Friday, July 22, 2011

NYC Vintage Image Of The Day: The Night The Lights Went Out, 1977


When the Northeast U.S. experienced a massive power outage on Aug. 14, 2003, at 4:10 p.m.—affecting 45 million people in eight states and 14.3 New Yorkers—I recall that a sense of calm pervaded the city. For one, we had endured 9/11 nearly two years before; there was a sweeping camaraderie that we made it through the worst together... so what's a little loss of electricity.

But perhaps more so, there remained the dark shadow of the July 13-14, 1977, New York blackout—35 years ago last week—where the city was decimated by looting, arson, violence, ransacking & overt disorder.

In 2003, I was working on deadline at Billboard and after 90 minutes or so, when it was clear we were "out" for the long haul, I walked home amid 88-degree temps, from Broadway & 8th Street, across the Brooklyn Bridge, alongside thousands of other hoofers. All were peaceful, if not jovial. In this crisis, the people of New York bonded.

On July 13, 1977, I was a high school teen in Virginia, at a church youth group all-night "lock-in." We had a TV in the room and watched in horror as the nation's largest city self-destructed.

It was 9:27 p.m. when the mayhem began after the entire NYC Con Edison power grid collapsed, following a series of four lightning strikes. The blackout was truly the perfect storm: The city was facing bankruptcy, strikes abounded, crime rates & unemployment were escalating, it was hot as hell and the Son of Sam murders that began a year earlier were still spooking the city (David Berkowitz would be captured less than a month later, on Aug. 11).
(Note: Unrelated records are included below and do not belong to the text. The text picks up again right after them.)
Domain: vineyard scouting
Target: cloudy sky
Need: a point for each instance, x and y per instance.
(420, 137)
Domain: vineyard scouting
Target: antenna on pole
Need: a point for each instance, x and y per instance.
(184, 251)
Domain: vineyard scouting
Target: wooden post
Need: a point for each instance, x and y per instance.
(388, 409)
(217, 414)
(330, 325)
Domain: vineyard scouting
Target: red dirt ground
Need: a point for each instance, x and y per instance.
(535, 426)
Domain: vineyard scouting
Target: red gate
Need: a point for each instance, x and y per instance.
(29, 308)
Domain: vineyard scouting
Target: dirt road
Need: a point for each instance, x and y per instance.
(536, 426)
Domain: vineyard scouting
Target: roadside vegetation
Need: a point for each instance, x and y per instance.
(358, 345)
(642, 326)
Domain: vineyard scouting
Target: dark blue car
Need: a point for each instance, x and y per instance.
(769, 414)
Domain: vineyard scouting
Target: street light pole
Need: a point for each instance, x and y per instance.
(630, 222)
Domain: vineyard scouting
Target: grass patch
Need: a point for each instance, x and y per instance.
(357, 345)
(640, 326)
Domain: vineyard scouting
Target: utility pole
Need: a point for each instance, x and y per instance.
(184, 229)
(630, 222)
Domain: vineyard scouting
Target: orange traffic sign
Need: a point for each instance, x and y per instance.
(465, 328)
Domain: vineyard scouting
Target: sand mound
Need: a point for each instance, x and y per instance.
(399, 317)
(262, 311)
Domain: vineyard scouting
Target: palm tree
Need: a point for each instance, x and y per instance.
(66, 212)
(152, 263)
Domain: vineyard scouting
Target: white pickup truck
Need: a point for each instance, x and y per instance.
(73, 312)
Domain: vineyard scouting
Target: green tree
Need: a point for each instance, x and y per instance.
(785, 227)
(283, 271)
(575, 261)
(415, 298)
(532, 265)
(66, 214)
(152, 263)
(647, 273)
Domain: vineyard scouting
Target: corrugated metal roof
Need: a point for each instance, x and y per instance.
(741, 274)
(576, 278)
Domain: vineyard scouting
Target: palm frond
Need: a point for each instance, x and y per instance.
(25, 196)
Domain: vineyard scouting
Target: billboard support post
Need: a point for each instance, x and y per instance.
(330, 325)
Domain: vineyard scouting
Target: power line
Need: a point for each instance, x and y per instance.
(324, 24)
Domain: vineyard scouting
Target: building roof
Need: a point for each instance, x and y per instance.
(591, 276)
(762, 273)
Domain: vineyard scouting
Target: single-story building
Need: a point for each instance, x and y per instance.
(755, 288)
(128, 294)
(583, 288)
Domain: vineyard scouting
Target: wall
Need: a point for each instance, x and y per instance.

Jonathan Mahler, author of the book Ladies and Gentlemen, The Bronx is Burning, told the New York Post on the 30th anniversary of the event in 2007,  "The era was a long low point in the city's life, and this was the absolute nadir."

That night, Puerto Ricans & blacks began tearing apart their own neighborhoods: In Crown Heights, 75 stores along five blocks were looted; in Bushwick, 25 fires were set throughout the nabe; 35 blocks in Harlem were destroyed, with 134 stores looted and 45 set on fire; and a Bronx Pontiac dealership had 50 new cars swiped. In all, 3,700 looters were arrested. Damages were estimated at $300 million. It was perverse anarchy at its most primordial. Of course, there was more to the story. About 4,000 were trapped in subways, while worse, as many were holed up in elevators. LGA & JFK airports were shuttered for eight hours and tunnels were closed because they had no ventilation. On the 86th-floor observation deck of the Empire State Building, 35 tourists were stranded for the night. And the positive: Restaurants moved tables outside and set up impromptu block parties.

Essential services like telephone operators and reporters at The New York Times worked by candlelight. Hospitals maintained facilities with back-up generators. And across the city, folks turned to battery-powered transistor radios to find out what the hell was happening.... Ironically, the Statue of Liberty's lights continued to shine.

It would be 25 hours before service was fully restored to the city, returning neighborhood by borough the morning of July 14, until the blackout was officially declared over at 10:39 p.m. But its impact obviously endured for the long term.

Time magazine termed the event "a night of terror." Ernest Dichter, a behavioral psychologist, told the mag, "It was like Lord of the Flies. People resort to savage behavior when the brakes of civilization fail. According to the Blackout History Project, "The summer of 1977 permanently altered New York's self-image and its self-confidence. The largest city in the United States was on the road to ruin. It had become the standard-bearer for the urban crisis."

The BBC suggested in a story following New York's 2003 outage, "Blackouts have a particular place in the history of New York City. They are seen as defining moments, and for those old enough to remember, Thursday's power cut will bring back memories of the 'good blackout' of 1965, which became an emblem of the civic responsibility and resilience. Twelve years later, in 1977, there was what The New York Times describes as the 'bad blackout,' which, until September 11, was literally and metaphorically, one of the city's darkest hours."